Much like any of the children from Garrison Keillor’s mythical Lake Woebegone, I have never met a physical therapist who did not consider their practice to be above average. My private practice was no exception. In fact, in my opinion, it was exceptional. But I was frustrated because I was not getting paid any more for my superior results than my merely “above average” colleagues. In fact, I was probably getting paid less because we were getting patients better, faster, right?
Big Problem: I couldn’t prove it. I had no real idea in relation to others in the industry if we were performing better, worse or about average.

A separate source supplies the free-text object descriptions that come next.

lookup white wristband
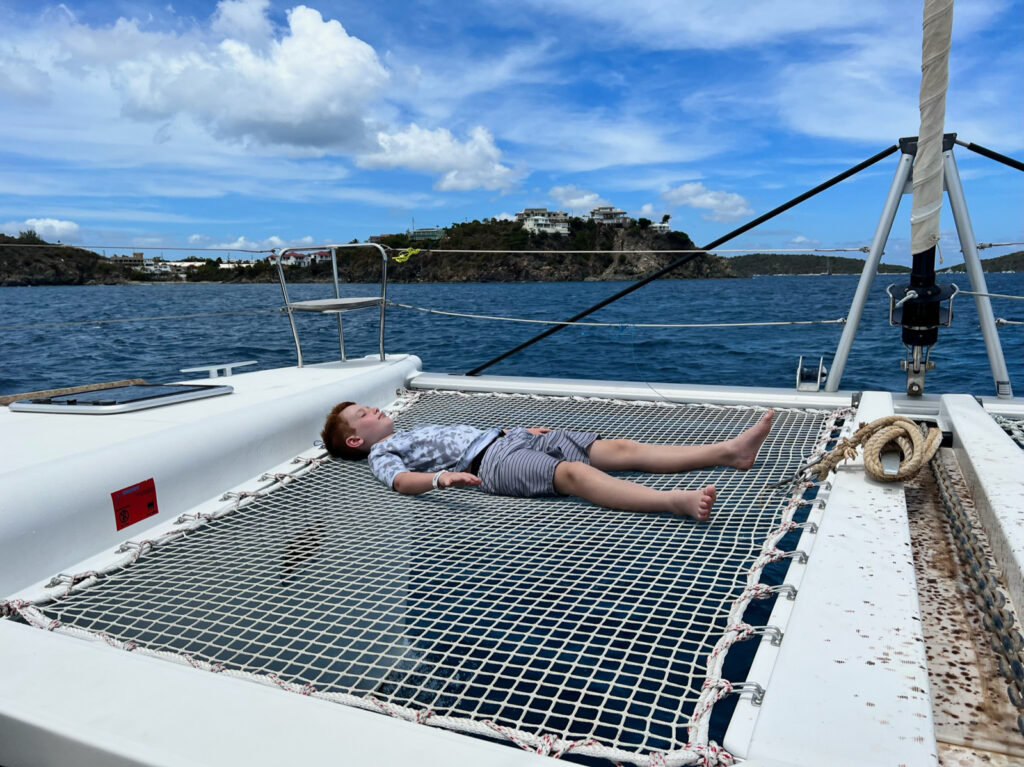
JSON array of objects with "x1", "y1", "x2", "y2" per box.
[{"x1": 432, "y1": 470, "x2": 447, "y2": 490}]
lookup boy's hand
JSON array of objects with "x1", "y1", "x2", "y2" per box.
[
  {"x1": 439, "y1": 472, "x2": 481, "y2": 489},
  {"x1": 525, "y1": 427, "x2": 551, "y2": 435}
]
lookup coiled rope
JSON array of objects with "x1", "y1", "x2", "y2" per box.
[{"x1": 813, "y1": 416, "x2": 942, "y2": 482}]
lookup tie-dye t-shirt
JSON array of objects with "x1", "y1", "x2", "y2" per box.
[{"x1": 368, "y1": 424, "x2": 496, "y2": 488}]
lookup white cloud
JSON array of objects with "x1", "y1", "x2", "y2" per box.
[
  {"x1": 0, "y1": 2, "x2": 389, "y2": 152},
  {"x1": 0, "y1": 1, "x2": 534, "y2": 199},
  {"x1": 105, "y1": 4, "x2": 389, "y2": 149},
  {"x1": 0, "y1": 54, "x2": 51, "y2": 103},
  {"x1": 388, "y1": 38, "x2": 557, "y2": 121},
  {"x1": 210, "y1": 0, "x2": 274, "y2": 49},
  {"x1": 358, "y1": 124, "x2": 519, "y2": 191},
  {"x1": 662, "y1": 182, "x2": 752, "y2": 222},
  {"x1": 188, "y1": 233, "x2": 210, "y2": 244},
  {"x1": 549, "y1": 185, "x2": 608, "y2": 215},
  {"x1": 768, "y1": 5, "x2": 1020, "y2": 148},
  {"x1": 505, "y1": 110, "x2": 715, "y2": 173},
  {"x1": 1, "y1": 217, "x2": 80, "y2": 240},
  {"x1": 534, "y1": 0, "x2": 889, "y2": 50},
  {"x1": 494, "y1": 212, "x2": 516, "y2": 221},
  {"x1": 787, "y1": 234, "x2": 822, "y2": 249},
  {"x1": 774, "y1": 35, "x2": 919, "y2": 143},
  {"x1": 212, "y1": 234, "x2": 315, "y2": 251}
]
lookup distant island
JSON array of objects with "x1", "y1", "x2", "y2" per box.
[
  {"x1": 938, "y1": 250, "x2": 1024, "y2": 273},
  {"x1": 3, "y1": 224, "x2": 1021, "y2": 287},
  {"x1": 725, "y1": 252, "x2": 910, "y2": 276}
]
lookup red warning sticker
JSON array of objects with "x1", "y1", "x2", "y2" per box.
[{"x1": 111, "y1": 479, "x2": 159, "y2": 531}]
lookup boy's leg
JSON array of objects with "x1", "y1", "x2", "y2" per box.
[
  {"x1": 553, "y1": 461, "x2": 716, "y2": 520},
  {"x1": 588, "y1": 409, "x2": 774, "y2": 473}
]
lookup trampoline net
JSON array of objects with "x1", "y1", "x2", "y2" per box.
[
  {"x1": 24, "y1": 390, "x2": 838, "y2": 761},
  {"x1": 993, "y1": 413, "x2": 1024, "y2": 450}
]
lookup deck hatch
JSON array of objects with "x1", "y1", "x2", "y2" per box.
[
  {"x1": 17, "y1": 391, "x2": 839, "y2": 763},
  {"x1": 7, "y1": 383, "x2": 232, "y2": 414}
]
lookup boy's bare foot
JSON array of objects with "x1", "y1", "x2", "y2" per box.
[
  {"x1": 726, "y1": 409, "x2": 774, "y2": 470},
  {"x1": 670, "y1": 485, "x2": 716, "y2": 521}
]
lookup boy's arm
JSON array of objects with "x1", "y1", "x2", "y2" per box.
[{"x1": 392, "y1": 471, "x2": 482, "y2": 495}]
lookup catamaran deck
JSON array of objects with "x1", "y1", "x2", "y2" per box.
[{"x1": 2, "y1": 358, "x2": 1023, "y2": 766}]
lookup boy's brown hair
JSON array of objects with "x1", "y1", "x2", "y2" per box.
[{"x1": 320, "y1": 401, "x2": 368, "y2": 460}]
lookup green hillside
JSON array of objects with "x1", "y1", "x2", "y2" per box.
[
  {"x1": 938, "y1": 250, "x2": 1024, "y2": 273},
  {"x1": 727, "y1": 253, "x2": 910, "y2": 276}
]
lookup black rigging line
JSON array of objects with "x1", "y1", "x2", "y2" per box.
[
  {"x1": 955, "y1": 139, "x2": 1024, "y2": 173},
  {"x1": 466, "y1": 143, "x2": 900, "y2": 376}
]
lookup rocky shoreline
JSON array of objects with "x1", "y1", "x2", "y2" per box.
[{"x1": 6, "y1": 227, "x2": 1020, "y2": 287}]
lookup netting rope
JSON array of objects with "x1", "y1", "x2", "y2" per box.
[{"x1": 2, "y1": 390, "x2": 850, "y2": 766}]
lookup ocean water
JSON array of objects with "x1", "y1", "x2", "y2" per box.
[{"x1": 1, "y1": 274, "x2": 1021, "y2": 397}]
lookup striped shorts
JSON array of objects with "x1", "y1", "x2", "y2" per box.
[{"x1": 477, "y1": 427, "x2": 599, "y2": 497}]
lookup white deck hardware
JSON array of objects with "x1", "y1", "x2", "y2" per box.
[
  {"x1": 179, "y1": 360, "x2": 258, "y2": 378},
  {"x1": 276, "y1": 243, "x2": 389, "y2": 366},
  {"x1": 795, "y1": 356, "x2": 827, "y2": 392},
  {"x1": 724, "y1": 391, "x2": 938, "y2": 766}
]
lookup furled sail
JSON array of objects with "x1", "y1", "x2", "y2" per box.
[{"x1": 910, "y1": 0, "x2": 954, "y2": 255}]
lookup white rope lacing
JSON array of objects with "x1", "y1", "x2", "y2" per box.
[
  {"x1": 993, "y1": 414, "x2": 1024, "y2": 447},
  {"x1": 688, "y1": 405, "x2": 851, "y2": 743},
  {"x1": 387, "y1": 302, "x2": 846, "y2": 329},
  {"x1": 0, "y1": 593, "x2": 736, "y2": 766}
]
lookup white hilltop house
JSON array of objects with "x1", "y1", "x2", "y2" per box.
[
  {"x1": 272, "y1": 250, "x2": 333, "y2": 268},
  {"x1": 589, "y1": 206, "x2": 634, "y2": 226},
  {"x1": 515, "y1": 208, "x2": 570, "y2": 236},
  {"x1": 650, "y1": 222, "x2": 671, "y2": 234}
]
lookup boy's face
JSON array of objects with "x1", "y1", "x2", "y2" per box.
[{"x1": 340, "y1": 403, "x2": 394, "y2": 450}]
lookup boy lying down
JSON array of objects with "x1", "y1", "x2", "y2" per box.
[{"x1": 320, "y1": 402, "x2": 774, "y2": 521}]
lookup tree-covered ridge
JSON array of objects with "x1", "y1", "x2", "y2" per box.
[
  {"x1": 938, "y1": 250, "x2": 1024, "y2": 273},
  {"x1": 0, "y1": 231, "x2": 125, "y2": 286},
  {"x1": 5, "y1": 226, "x2": 1021, "y2": 287},
  {"x1": 727, "y1": 253, "x2": 910, "y2": 276}
]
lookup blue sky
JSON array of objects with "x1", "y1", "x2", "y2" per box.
[{"x1": 0, "y1": 0, "x2": 1020, "y2": 264}]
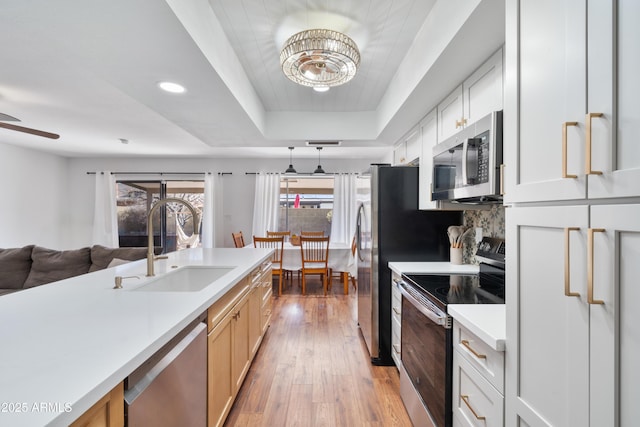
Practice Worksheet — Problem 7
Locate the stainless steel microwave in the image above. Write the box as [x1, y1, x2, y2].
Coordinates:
[431, 110, 503, 203]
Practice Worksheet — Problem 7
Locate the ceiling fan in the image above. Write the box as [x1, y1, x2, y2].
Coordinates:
[0, 112, 59, 139]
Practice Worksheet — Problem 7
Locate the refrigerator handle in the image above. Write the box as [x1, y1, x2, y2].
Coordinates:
[356, 204, 365, 261]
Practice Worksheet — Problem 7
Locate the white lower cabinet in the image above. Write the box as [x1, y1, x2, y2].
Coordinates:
[452, 320, 504, 427]
[391, 272, 402, 368]
[505, 204, 640, 426]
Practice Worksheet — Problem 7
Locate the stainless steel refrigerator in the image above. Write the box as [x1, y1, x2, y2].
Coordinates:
[356, 164, 462, 365]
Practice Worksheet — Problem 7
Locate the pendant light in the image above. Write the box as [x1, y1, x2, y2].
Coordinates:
[314, 147, 325, 174]
[285, 146, 297, 174]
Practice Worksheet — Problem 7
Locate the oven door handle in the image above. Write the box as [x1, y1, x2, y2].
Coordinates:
[398, 281, 450, 327]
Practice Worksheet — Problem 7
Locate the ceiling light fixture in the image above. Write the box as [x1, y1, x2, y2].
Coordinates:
[285, 146, 297, 174]
[280, 29, 360, 90]
[314, 147, 325, 174]
[158, 81, 186, 94]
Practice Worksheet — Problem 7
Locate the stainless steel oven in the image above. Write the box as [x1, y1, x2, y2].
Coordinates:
[398, 237, 505, 427]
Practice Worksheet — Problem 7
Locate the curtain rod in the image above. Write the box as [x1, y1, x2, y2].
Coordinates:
[86, 171, 232, 176]
[245, 172, 357, 176]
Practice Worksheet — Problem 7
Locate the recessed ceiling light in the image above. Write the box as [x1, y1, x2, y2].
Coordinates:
[313, 85, 330, 93]
[158, 81, 186, 94]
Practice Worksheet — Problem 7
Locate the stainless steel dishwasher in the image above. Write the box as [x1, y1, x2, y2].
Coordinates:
[124, 318, 207, 427]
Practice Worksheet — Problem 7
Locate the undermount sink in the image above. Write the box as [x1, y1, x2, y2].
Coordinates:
[131, 266, 235, 292]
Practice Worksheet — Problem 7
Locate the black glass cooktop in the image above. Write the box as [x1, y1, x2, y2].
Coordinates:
[402, 268, 504, 311]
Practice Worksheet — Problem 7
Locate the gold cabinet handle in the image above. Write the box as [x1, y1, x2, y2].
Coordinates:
[499, 164, 505, 196]
[393, 344, 401, 355]
[586, 113, 604, 175]
[455, 118, 467, 129]
[461, 395, 486, 420]
[392, 307, 401, 315]
[562, 121, 579, 178]
[461, 340, 486, 359]
[564, 227, 581, 297]
[587, 228, 606, 305]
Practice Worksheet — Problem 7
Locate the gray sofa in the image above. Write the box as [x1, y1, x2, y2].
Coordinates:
[0, 245, 147, 296]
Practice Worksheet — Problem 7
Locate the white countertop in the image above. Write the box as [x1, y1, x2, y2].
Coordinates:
[0, 248, 272, 427]
[388, 261, 480, 275]
[448, 305, 506, 351]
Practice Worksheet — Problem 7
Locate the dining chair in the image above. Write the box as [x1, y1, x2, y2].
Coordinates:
[253, 236, 285, 296]
[329, 235, 357, 294]
[267, 230, 291, 238]
[232, 231, 245, 248]
[266, 231, 294, 282]
[300, 231, 325, 237]
[299, 236, 330, 296]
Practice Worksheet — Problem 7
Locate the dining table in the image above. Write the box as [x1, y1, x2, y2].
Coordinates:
[247, 240, 356, 294]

Second Big Problem: It wouldn’t have mattered, even if I could have proven it. The insurance industry pays a lot of lip service to quality, but it has always been all about short term cost. From the actuarial point of view, paying for treatment, particularly treatment for chronic conditions, will often become some other insurance plan’s problem if you can make the patient wait long enough.
But, in my hubris, I was convinced that I could single handedly start a software company, get true clinical outcomes data, and convince the multi-kazillion dollar insurance industry they should pay my little PT practice more for our services, because our services were so much better than the merely above average. It would be obvious to the insurance industry and it would be the right thing to do.
There is still a long way to go to develop meaningful outcomes for our industry. In future articles in this series, I will talk about what currently defines “outcomes”, talk about data collection, and propose a practical solution for finally getting meaningful outcomes data in the near future.